How To Treat Vaginal Chafing, & Keep It From Coming Back

Photographed by Erika Bowes.
Inner thigh chafing gets a lot of attention in the summer, but equally hellish is the chafing that happens a little farther north: vaginal chafing. Or, more specifically, chafing in the general area below your underwear. It typically can happen on the vulva (the outer part of the vagina, including the lips), and around the thigh crease.
Vaginal chafing is typically caused by the same things that cause it in between the legs or under the boobs: sweat and friction. “The primary problem is irritation from the skin rubbing back and forth against itself, and it gets worse in the heat when we’re sweating,” says Karen Duncan, an assistant professor at New York University Langone Health. It can be exacerbated by shaving, wearing tight panties, or wearing shorts with built-in underwear that digs into your skin. It can also occur if you're having an intense sex or masturbation session, that involves prolonged, painful rubbing of the area. Usually chafing just causes redness and a stinging feeling, but if it’s severe it can lead to swelling, bleeding, and infection, Dr. Duncan notes.
Luckily, there are ways to prevent the burn. “The goal is to keep the area as dry and cool as possible,” Dr. Duncan says. That might mean avoiding tight clothing, changing right after a workout, and wearing cotton panties (or even none at all if you can get away with it while working from home). If you go swimming in the warmer months, bring a fresh pair of underwear with you, and change out of your wet bottoms as soon as you can.
You can also try using chafing sticks, or lubricating gels or creams in the rubbing-prone areas or skin folds near your groin, and be sure to use lube when you're having sex or masturbating — especially if you notice your skin is starting to pull or feel irritated. “It’s about keeping the tissue supple and moist but not wet and sweaty," Dr. Duncan says. A word of caution: Avoid using anything with talcum in it. It's a possible carcinogen when used in the genital area, according to the International Agency for Research on Cancer.
If you're going to shave, make sure to wait until the end of your shower (giving your skin a chance soften from the water) and use a good shaving cream, Dr. Duncan recommends. “Remember that with a freshly shaven or waxed area, there’s more risk for irritation.” 
If you're already chafed, an ice pack can help to cut down on inflammation. And be gentle on the skin. Post-shower, pat or air dry rather than rubbing it with a towel. An old-school oatmeal bath might help, according to the University of Michigan's Von Voigtlander Women's Hospital. You can sit in a tub, or mix two tablespoons of Aveeno powdered oatmeal bath treatment with one quart of water, refrigerate it, then daub the mixture on the irritated skin. Colloidal oatmeal contains soothing, anti-inflammatory plant chemicals called avenanthramides, Healthline reports.
Or apply an over-the-counter hydrocortisone cream according to the product's directions.

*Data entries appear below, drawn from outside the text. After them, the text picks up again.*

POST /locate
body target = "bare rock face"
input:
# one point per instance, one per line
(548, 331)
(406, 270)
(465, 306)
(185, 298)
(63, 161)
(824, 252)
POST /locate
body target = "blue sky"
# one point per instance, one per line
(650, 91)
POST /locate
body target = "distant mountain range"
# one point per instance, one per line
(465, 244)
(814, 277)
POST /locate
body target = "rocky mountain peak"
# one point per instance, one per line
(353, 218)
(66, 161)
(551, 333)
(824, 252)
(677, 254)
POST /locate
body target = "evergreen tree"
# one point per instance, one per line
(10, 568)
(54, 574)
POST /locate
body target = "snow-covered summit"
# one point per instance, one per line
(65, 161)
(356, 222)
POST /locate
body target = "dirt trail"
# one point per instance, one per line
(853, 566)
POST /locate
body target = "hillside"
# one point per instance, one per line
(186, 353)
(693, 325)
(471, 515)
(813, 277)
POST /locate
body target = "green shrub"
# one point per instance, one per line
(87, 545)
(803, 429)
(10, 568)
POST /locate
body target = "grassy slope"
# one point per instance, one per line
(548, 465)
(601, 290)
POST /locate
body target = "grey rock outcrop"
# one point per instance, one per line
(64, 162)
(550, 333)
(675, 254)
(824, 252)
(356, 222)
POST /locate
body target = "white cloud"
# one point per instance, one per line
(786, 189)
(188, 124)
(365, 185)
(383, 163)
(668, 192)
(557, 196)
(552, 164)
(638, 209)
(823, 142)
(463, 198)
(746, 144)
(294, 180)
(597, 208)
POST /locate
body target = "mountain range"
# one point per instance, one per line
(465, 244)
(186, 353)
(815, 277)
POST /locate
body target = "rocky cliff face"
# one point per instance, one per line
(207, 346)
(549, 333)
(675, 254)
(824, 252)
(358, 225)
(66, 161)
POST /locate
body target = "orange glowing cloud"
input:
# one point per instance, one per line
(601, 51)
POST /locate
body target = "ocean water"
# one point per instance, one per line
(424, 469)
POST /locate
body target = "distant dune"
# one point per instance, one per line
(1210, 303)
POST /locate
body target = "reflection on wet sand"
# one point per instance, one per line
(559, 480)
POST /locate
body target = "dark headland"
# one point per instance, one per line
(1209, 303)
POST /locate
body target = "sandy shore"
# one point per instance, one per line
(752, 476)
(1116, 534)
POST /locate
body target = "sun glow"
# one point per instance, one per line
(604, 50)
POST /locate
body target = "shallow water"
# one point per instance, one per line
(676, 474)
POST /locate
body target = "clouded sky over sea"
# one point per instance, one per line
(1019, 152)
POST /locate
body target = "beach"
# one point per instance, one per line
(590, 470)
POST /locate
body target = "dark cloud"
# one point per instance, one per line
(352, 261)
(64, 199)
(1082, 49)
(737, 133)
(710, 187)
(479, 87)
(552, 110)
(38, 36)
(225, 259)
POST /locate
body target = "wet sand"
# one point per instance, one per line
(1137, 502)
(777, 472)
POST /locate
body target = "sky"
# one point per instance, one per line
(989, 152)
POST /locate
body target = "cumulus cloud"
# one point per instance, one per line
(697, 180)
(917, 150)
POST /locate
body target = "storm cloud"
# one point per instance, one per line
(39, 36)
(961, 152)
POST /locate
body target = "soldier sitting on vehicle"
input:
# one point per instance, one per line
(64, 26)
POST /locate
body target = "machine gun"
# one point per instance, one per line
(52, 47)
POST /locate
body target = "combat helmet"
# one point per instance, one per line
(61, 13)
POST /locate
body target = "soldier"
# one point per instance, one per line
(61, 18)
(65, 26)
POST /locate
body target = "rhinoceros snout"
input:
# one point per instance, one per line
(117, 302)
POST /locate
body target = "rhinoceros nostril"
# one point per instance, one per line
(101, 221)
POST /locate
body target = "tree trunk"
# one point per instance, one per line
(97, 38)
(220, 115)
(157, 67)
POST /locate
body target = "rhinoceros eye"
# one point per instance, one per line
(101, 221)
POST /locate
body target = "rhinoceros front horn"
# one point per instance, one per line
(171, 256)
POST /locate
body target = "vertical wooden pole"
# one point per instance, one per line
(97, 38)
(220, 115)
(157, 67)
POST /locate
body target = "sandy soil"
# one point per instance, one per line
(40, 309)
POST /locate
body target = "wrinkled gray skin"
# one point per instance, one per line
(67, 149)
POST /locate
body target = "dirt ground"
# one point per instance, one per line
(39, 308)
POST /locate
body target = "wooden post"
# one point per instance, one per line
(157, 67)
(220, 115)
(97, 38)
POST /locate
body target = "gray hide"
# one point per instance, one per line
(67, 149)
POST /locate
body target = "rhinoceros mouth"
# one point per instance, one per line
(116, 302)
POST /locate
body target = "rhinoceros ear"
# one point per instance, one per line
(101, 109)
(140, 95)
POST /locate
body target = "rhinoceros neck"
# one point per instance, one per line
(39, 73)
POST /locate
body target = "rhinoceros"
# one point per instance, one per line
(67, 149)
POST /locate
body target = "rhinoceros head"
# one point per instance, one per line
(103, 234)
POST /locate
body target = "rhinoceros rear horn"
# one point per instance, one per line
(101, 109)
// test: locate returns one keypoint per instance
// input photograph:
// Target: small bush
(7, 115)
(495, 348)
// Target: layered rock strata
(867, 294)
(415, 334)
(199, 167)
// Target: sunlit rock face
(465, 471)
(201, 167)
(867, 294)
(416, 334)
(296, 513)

It's a type of steroid, that will help reduce swelling and itching. It's not suitable for use on open wounds, and Dr. Duncan points out that these creams aren’t meant to be used long-term.
In general, if the chafing doesn't improve within a week, put down the home remedies and call your doctor. It's possible to get a yeast infection between skin folds, so a stubborn or particularly irritated or itchy patch may require an anti-fungal cream your doctor can prescribe. “A persistent rash or pain that’s getting worse and worse means there’s a concern for an infection,” Dr. Duncan says.
“When chafing is really extreme, sometimes there’s a break down of the skin, and there can be microscopic tears,” she says. If you can see what looks like a cut, she recommends letting the area breathe as much as possible (again, ditching your skivvies is a good place to start) and keeping an eye on it to make sure it's healing normally. But drainage of fluid or pus are both indicators of infection, and signs that you should call a doc, Dr. Duncan adds.
Usually, this kind of chafing is more annoying than dangerous, but it's worth taking a few simple steps to keep it at bay so it doesn't put a damper on your summer fun.